Foxfire alzó la vista para contemplar la espesa bóveda de vegetación del bosque y la luna del solsticio que se hundía en el cielo. Su luz pálida parecía suspendida en los miembros largos y blancos que todavía se entrelazaban con los suyos. Depositó un beso, suave como el ala de una mariposa, en los párpados cerrados de la semielfa dormida y se preguntó qué hacer a continuación.
Había tenido dudas con anterioridad, pero ahora tenía la certeza; tuviera lo que tuviera en su corazón y en su alma, la sangre de Arilyn era medio humana. Ningún elfo dormía como ella lo hacía.
Como jefe de guerra, Foxfire estaba comprometido a seguir las indicaciones de Rhothomir. Podía discutir con el Portavoz, y de hecho lo hacía más a menudo que cualquier otro elfo de la tribu, pero respetaba a aquel elfo de mayor edad pues le debía a él todo su conocimiento. Según las costumbres de la gente elfa, estaba obligado a contarle a él lo que sabía de la recién llegada, pero ¿cómo podía hacerlo, conociendo como conocía a Rhothomir? Para el Portavoz, todos los humanos eran enemigos, y los semielfos eran una obscenidad, una abominación. Probablemente ordenaría el sacrificio de Arilyn aunque no presentase una amenaza para la tribu. Y en esos momentos de trifulcas, ni la influencia de Foxfire ni las discusiones podrían salvarla.
¿Y la propia Arilyn? ¿Cómo reaccionaría si supiese que su secreto había sido desvelado? En este caso, tampoco le quedaban a Foxfire demasiadas dudas del resultado. Huiría del bosque, y eso no podría soportarlo. No, no tenía que enterarse de que la había pillado dormida.
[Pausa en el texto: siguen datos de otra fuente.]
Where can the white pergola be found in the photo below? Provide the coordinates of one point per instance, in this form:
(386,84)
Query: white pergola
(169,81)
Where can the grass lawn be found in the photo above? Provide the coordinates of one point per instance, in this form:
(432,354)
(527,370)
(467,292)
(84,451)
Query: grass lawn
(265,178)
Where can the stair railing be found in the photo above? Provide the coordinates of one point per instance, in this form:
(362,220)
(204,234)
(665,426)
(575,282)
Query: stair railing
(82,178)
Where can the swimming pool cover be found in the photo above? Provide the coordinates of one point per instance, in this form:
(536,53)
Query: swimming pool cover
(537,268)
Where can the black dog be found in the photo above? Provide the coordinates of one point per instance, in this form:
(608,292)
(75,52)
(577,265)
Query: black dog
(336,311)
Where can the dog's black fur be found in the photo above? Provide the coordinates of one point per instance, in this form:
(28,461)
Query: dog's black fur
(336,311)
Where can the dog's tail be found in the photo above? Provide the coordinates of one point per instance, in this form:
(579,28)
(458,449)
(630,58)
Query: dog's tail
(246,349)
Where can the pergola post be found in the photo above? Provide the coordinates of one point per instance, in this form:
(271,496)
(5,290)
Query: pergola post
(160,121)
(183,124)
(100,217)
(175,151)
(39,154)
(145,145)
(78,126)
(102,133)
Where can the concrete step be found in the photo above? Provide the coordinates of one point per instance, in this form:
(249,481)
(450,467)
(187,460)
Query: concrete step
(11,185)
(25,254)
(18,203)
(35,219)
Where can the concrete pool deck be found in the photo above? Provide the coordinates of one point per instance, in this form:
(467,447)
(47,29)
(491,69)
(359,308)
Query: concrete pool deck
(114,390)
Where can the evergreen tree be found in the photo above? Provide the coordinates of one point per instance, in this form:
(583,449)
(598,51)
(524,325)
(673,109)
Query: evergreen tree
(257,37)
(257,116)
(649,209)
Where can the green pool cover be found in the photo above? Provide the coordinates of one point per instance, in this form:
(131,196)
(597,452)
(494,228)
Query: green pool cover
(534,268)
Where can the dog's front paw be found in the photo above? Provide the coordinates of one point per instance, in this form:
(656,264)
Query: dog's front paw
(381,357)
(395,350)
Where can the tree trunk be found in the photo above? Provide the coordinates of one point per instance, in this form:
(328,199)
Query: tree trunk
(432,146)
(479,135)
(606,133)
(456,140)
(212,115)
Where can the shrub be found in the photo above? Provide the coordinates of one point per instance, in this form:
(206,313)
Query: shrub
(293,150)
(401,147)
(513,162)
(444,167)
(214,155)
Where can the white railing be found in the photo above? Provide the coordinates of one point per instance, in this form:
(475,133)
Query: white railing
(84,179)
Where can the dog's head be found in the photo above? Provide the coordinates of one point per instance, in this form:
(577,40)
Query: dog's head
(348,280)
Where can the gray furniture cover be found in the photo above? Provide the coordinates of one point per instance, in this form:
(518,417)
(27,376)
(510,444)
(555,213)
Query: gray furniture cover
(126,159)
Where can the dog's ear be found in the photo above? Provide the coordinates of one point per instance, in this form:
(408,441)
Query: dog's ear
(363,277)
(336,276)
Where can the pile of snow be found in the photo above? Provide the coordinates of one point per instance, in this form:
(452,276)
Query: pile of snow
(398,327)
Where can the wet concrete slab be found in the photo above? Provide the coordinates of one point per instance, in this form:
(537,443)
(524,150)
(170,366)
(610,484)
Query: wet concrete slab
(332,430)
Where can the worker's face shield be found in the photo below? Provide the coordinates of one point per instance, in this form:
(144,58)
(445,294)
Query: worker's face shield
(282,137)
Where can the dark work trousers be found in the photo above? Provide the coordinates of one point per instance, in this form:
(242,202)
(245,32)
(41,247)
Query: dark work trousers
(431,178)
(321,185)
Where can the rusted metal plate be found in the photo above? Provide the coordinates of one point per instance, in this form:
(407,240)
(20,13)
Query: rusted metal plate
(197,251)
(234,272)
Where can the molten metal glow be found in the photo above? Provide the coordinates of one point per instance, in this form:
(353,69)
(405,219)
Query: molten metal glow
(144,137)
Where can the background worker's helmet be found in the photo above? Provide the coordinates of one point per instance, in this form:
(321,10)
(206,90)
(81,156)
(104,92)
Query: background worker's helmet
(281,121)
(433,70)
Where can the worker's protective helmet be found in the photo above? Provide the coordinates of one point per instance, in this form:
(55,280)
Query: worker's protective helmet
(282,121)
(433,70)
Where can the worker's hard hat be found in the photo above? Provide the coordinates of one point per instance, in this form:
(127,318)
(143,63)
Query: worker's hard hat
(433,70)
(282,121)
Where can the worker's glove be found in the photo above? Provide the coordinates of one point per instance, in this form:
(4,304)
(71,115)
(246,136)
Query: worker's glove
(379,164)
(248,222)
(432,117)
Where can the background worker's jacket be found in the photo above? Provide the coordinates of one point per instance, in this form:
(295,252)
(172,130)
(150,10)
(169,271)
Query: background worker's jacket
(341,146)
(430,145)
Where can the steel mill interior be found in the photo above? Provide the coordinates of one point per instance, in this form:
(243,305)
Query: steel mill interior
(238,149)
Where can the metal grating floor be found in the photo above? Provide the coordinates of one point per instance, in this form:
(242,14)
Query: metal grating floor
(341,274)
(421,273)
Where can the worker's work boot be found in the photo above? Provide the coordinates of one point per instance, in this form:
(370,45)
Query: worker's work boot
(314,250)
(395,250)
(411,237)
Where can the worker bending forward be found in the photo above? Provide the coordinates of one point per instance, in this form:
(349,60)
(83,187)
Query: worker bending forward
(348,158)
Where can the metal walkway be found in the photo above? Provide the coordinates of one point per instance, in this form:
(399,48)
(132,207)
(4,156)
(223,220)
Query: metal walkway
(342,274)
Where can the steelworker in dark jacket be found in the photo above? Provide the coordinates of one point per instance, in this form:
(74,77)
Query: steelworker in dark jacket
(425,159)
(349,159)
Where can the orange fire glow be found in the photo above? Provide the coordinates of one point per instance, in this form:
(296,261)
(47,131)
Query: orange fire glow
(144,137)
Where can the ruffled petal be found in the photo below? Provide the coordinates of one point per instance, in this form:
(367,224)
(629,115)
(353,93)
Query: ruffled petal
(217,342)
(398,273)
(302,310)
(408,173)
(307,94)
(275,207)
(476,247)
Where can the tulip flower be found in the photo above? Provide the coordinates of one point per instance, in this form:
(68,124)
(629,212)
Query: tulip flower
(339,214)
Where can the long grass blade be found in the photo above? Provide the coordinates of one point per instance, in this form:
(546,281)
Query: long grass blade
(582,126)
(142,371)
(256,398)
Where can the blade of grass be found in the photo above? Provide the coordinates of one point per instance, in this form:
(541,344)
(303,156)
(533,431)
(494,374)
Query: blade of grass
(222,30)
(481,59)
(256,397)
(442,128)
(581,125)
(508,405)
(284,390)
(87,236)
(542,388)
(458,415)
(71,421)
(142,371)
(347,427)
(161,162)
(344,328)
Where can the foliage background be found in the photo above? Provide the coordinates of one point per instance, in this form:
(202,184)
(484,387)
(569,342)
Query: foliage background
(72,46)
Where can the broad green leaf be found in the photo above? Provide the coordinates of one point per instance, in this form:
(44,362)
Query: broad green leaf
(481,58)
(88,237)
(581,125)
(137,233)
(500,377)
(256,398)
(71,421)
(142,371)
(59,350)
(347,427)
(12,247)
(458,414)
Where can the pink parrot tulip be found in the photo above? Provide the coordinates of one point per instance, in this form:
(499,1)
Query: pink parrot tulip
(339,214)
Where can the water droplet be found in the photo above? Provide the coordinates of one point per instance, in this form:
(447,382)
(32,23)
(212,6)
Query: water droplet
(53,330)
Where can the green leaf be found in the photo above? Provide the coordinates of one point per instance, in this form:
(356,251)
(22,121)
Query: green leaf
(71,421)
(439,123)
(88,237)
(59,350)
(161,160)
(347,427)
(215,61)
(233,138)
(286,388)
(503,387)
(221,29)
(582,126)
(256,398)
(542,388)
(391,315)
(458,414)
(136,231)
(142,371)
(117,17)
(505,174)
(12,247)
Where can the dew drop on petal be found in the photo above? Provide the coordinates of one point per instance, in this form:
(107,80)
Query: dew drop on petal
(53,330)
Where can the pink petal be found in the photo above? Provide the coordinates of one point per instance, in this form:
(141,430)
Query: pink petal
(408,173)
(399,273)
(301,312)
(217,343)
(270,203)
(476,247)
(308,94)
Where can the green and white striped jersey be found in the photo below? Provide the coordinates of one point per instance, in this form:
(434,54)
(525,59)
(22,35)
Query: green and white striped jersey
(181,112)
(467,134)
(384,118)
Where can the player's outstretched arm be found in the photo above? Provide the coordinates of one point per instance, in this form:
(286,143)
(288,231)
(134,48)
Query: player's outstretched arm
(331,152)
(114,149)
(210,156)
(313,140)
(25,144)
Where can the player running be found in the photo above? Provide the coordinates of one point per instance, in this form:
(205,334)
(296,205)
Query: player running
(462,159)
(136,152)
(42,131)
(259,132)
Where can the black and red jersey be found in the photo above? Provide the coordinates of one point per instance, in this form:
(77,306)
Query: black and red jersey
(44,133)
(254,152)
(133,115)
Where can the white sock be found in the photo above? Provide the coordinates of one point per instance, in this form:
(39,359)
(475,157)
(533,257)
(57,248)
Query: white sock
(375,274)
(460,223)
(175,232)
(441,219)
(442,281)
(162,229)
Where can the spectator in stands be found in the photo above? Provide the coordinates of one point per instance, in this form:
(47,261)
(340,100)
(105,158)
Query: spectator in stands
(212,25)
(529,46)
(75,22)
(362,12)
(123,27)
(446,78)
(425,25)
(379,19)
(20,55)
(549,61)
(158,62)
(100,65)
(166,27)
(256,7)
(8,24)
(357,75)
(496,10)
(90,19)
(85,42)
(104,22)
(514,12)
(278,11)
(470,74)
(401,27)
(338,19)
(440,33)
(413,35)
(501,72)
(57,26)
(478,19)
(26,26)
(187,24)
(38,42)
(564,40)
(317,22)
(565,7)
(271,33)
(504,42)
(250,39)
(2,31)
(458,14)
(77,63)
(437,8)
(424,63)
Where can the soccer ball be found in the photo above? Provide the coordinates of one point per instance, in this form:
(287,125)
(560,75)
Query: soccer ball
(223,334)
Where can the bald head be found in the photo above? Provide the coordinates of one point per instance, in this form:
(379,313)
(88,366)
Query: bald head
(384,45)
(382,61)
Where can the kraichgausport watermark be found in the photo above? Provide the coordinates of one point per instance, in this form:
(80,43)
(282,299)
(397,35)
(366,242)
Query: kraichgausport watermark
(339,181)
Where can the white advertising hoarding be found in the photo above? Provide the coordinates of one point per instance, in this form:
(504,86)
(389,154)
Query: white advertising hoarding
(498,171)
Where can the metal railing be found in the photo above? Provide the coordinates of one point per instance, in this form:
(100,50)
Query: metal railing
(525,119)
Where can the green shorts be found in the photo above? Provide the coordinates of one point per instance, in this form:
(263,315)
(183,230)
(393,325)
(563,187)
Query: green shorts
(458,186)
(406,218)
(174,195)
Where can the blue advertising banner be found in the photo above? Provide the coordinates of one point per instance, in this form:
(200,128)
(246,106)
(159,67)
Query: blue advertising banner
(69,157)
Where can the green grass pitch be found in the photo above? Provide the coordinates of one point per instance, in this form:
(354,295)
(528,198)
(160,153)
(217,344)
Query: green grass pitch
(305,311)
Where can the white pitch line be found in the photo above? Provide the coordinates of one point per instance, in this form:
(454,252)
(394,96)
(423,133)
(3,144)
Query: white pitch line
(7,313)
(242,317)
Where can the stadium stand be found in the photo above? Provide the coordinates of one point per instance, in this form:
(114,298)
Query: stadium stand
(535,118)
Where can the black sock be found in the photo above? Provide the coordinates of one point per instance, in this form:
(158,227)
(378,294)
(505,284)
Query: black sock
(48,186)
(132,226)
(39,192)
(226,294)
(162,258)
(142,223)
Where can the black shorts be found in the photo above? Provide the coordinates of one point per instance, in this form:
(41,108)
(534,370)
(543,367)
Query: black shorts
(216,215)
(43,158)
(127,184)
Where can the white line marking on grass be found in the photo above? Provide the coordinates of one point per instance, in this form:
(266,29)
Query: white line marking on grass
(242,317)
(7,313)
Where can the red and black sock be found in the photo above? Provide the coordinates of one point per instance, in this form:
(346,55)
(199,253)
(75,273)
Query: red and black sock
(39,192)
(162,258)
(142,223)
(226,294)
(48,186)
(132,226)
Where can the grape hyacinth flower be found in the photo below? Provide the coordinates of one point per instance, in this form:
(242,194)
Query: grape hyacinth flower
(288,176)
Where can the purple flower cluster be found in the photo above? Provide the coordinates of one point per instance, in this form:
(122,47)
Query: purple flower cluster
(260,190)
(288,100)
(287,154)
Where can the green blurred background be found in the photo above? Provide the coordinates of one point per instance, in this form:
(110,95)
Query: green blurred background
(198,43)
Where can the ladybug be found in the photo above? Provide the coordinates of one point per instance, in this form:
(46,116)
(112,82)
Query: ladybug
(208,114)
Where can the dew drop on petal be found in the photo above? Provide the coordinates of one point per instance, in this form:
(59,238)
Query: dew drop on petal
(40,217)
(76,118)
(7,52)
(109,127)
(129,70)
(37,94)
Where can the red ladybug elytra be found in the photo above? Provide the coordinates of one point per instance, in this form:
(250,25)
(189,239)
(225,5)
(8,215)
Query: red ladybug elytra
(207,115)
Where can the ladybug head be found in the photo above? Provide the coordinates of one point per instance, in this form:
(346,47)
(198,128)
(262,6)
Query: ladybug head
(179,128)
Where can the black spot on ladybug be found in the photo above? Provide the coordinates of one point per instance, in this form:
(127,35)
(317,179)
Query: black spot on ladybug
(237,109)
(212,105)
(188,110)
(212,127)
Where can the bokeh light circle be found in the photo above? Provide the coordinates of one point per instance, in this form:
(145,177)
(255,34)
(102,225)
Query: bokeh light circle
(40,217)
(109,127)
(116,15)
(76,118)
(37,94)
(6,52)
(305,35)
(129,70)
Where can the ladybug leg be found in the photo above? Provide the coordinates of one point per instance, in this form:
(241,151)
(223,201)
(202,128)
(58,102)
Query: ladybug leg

Pero ¿cómo podía hacerlo? Foxfire no sabía lo que era el sueño…, tal vez un estado parecido al ensueño, un estado en el que se entraba con lentitud y que tenía varias fases. Había caído en él apenas unos minutos antes. Tal vez podría ayudarla a despertar y utilizar su propia y sorprendente inocencia como un aliado. Ella no estaba familiarizada con sus propias respuestas y, aunque Foxfire se maravillase de que pudiese ser cierto, era posible que ella llegase a confundir un momento de sueño con la neblina lánguida y maravillosa que sucedía a su celebración en privado.
Con gran suavidad pero gesto firme, empezó a llevarla de regreso a la consciencia con mimo. Sus ojos del color del cielo se abrieron y lo observaron con cautela.
Foxfire sonrió.
—Acepto que los designios del Seldarine son un misterio, pero nunca entendí por qué la diosa del amor y de la belleza pertenece a los elfos de la luna. Ahora lo entiendo, porque en ti he visto su rostro.
No había falsedad alguna en sus palabras; de hecho lo sentía tal como lo había dicho, pero había un segundo mensaje entre líneas, y vio por el brillo de los ojos de Arilyn que lo había captado. La diosa Hanali Celanil era el compendio y la esencia de la hembra elfa. No habría podido expresar con mejores palabras cuán grande era su respeto por Arilyn como amante, o la aceptación de su persona como una elfa. Esperó fervientemente que ella oyera sólo el halago de sus palabras, y no la mentira.
Y así fue. Sus brazos blancos le rodearon el cuello y la magia del solsticio de verano empezó de nuevo para ellos.